Fork me on GitHub
#rdf
<
2023-04-18
>
simongray09:04:31

Anyone here have any suggestions for a predicate to use to mark former/alternative IDs?

simongray09:04:18

I have split some resources in a new version of a dataset into multiple IDs, but would like to preserve the older ID in some way. Currently, I just define my own predicate. Perhaps that is preferable?

simongray13:04:28

Unfortunately not: > This property is intended to be used with non-literal values. This property is an inverse property of Is Replaced By. I may have another use for it though. Thanks. I’m just gonna go with my own property 🙂

rickmoynihan13:04:46

@simongray: are the ID’s essentially strings? In which case there is https://www.w3.org/TR/skos-reference/#notations. The “recommendation” with notations is that you assign them a user defined typed literal datatype where the datatype is a link that defines the notation scheme. I understand why they did this, but it can be a bit annoying if you have multiple notations and you want to do things like group by them etc; as triple stores typically don’t index the data-type and provide a means to efficiently query/access it etc… In this case I’ve often argued for creating a subProperty of skos:notation for each notation-system too, so you can more easily separate and query for them.

👍 3
1
simongray15:04:56

(I forgot to answer you directly: yes, the IDs are strings.)

curtosis19:04:22

Another trick I’ve used is using language tags (in the x-foo RFC5646 private use tag space), typically for things like “interpret this literal as a regex”. It’s (intentionally) not as interpretable as skos:notation, but it has the benefit of being handled as a way of selecting “versions” of strings. That said, if you’re splitting the concepts then dc:replaces carries that semantics along.

🙏 1
rickmoynihan08:04:24

Why is that better than using a custom ^^regex datatype?

quoll14:04:32

I’m with Rick on this one. Repurposing language tags may work for an internal application, but it hurts the portability of your data

curtosis17:04:47

That’s specifically the reason — it’s purely for internal use (we use it to drive generated outputs from the authoritative RDF) and really shouldn’t have much meaning outside. More specifically, it’s how a downstream processor should interpret a given literal. We don’t currently use it, but the sub-tag mechanism could also be useful for future applications (e.g. en-US-x-regex). I think subtypes are the wrong way to do this, but haven’t really thought too hard about it.

curtosis17:04:39

As Rick also alluded to, unlike custom literal datatypes, filtering by language tags is (at least in theory) already built in to query engines. I should add that in this particular use case it’s always only a filter condition, and never part of a search query (“find all the s,p,o where o is a literal@x-private”). That may affect the choice we made.

curtosis17:04:13

All that said, we did sort of start down that path for the reasons I mentioned above, without exhaustively considering the custom ^^regex approach.

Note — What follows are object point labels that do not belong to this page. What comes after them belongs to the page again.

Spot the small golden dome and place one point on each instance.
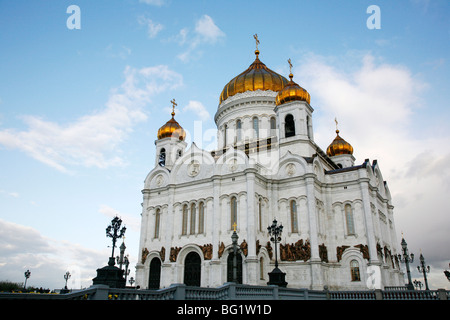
(172, 129)
(256, 77)
(339, 146)
(292, 92)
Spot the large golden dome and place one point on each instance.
(256, 77)
(339, 146)
(292, 92)
(171, 129)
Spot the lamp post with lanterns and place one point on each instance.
(27, 275)
(276, 277)
(424, 270)
(407, 258)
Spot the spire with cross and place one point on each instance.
(174, 104)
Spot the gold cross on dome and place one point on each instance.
(173, 106)
(256, 39)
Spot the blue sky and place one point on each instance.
(80, 108)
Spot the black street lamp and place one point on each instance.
(418, 284)
(113, 231)
(234, 239)
(127, 271)
(27, 275)
(407, 259)
(276, 277)
(111, 275)
(424, 270)
(67, 277)
(447, 273)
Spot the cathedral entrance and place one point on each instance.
(192, 269)
(155, 274)
(230, 267)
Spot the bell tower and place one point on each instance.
(294, 116)
(170, 144)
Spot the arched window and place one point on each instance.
(239, 130)
(184, 220)
(201, 217)
(293, 210)
(308, 126)
(162, 157)
(354, 270)
(193, 214)
(225, 127)
(273, 126)
(289, 126)
(260, 214)
(261, 268)
(349, 220)
(233, 207)
(157, 221)
(155, 274)
(192, 269)
(256, 127)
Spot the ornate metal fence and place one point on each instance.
(232, 291)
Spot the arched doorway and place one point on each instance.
(230, 267)
(155, 274)
(192, 269)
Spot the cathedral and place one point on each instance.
(337, 214)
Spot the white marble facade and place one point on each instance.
(338, 217)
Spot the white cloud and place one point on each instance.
(93, 140)
(152, 28)
(375, 104)
(153, 2)
(208, 30)
(198, 108)
(23, 248)
(205, 32)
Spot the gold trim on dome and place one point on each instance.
(339, 146)
(256, 77)
(292, 91)
(172, 128)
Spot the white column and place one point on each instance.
(316, 272)
(252, 260)
(371, 243)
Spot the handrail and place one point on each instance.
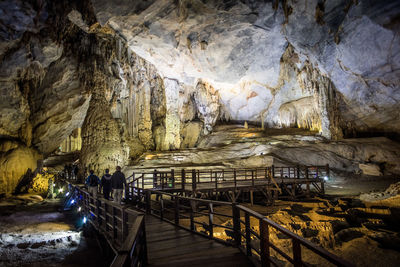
(124, 226)
(176, 209)
(209, 179)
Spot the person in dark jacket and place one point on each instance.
(117, 182)
(106, 184)
(92, 181)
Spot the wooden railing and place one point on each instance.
(215, 179)
(235, 225)
(123, 228)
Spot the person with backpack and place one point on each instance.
(92, 181)
(106, 184)
(117, 182)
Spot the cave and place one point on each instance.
(287, 108)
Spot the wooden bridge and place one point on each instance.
(233, 183)
(163, 228)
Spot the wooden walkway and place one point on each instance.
(169, 245)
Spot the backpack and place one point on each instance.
(93, 180)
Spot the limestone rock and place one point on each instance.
(370, 169)
(15, 160)
(190, 134)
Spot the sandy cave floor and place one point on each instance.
(34, 233)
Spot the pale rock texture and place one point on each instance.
(351, 48)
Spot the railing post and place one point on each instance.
(148, 202)
(183, 179)
(173, 178)
(211, 219)
(248, 234)
(161, 207)
(105, 217)
(97, 211)
(216, 180)
(176, 210)
(296, 253)
(124, 224)
(236, 224)
(234, 178)
(273, 171)
(264, 244)
(114, 221)
(194, 180)
(192, 227)
(327, 171)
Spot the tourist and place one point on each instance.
(155, 178)
(106, 184)
(92, 181)
(118, 181)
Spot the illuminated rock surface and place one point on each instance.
(158, 75)
(34, 233)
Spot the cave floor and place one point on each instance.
(342, 221)
(34, 233)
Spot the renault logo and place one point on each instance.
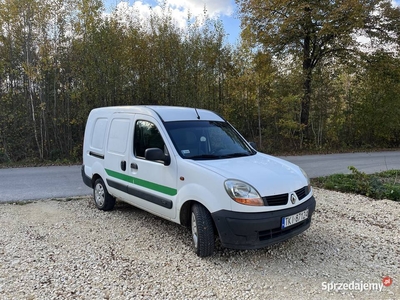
(292, 198)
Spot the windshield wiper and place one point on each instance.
(205, 156)
(237, 154)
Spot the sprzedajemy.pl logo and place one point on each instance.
(357, 286)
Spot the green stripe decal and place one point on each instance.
(140, 182)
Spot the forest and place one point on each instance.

I still think it’s the right one for us, but could be convinced to revisit it.

curtosis17:04:00

Appreciate the responses!

rickmoynihan12:04:52

Well all compliant query engines should let you filter with something like:

FILTER(datatype(?foo) = regex:datatypeuri)
My point was that they’re not usually indexed or easily queryable outside of a filter, at least not without https://www.w3.org/TR/rdf11-mt/#rdf-entailment

👍 2
curtosis13:04:32

yeah… and I suspect (but have not validated) that the language code path is such a common filter that it’s optimized in some ways, where the datatype path seems less likely to be. (naïvely: one possibly-interned string compare vs. two lookups and a uri comparison)

curtosis13:04:05

standard have-not-written-my-own-query-engine-disclaimer.rdf

rickmoynihan09:04:25

I think they generalise to the same thing, so solving one would solve 99% of the other. Though in my experience I’ve never found a store which optimised filters by converting them into direct index lookups analogous to BGPs. Though I do vaguely recall @U051N6TTC mentioning she knew of a store that did this.

quoll13:04:11

This is actually the approach used in SQL engines

quoll13:04:01

they use filters, unless the tested column is indexed, in which case the index is used instead

👍 2
quoll13:04:33

If we have this in SPARQL then a WHERE clause that looks like:

?entity ex:property ?x . FILTER(?x = 42)
would be equivalent to:
?entity ex:property 42
But it depends entirely on the implementation

quoll14:04:40

I know we did do this in Mulgara, since if the filter said FILTER(?x > 42) then it became an index lookup, and this was extended to booleans operations in filters, so that if you had: FILTER(?x > 42 && ?x < 64) or even multiple patterns like: FILTER(?x > 42) . FILTER(?x < 64) Then this became a single range lookup in the index. (I know this because I was the one to implement it! It was back in 2004, IIRC. I think I blogged about it)

curtosis14:04:01

Indeed, that was the whole thing behind Netezza — just put filters in an FPGA at the hard drive controller and Always Be Table Scanning. 😛

curtosis17:04:49

obviously less directly applicable without the seek penalty of spinning rust, but still was a neat idea at the time.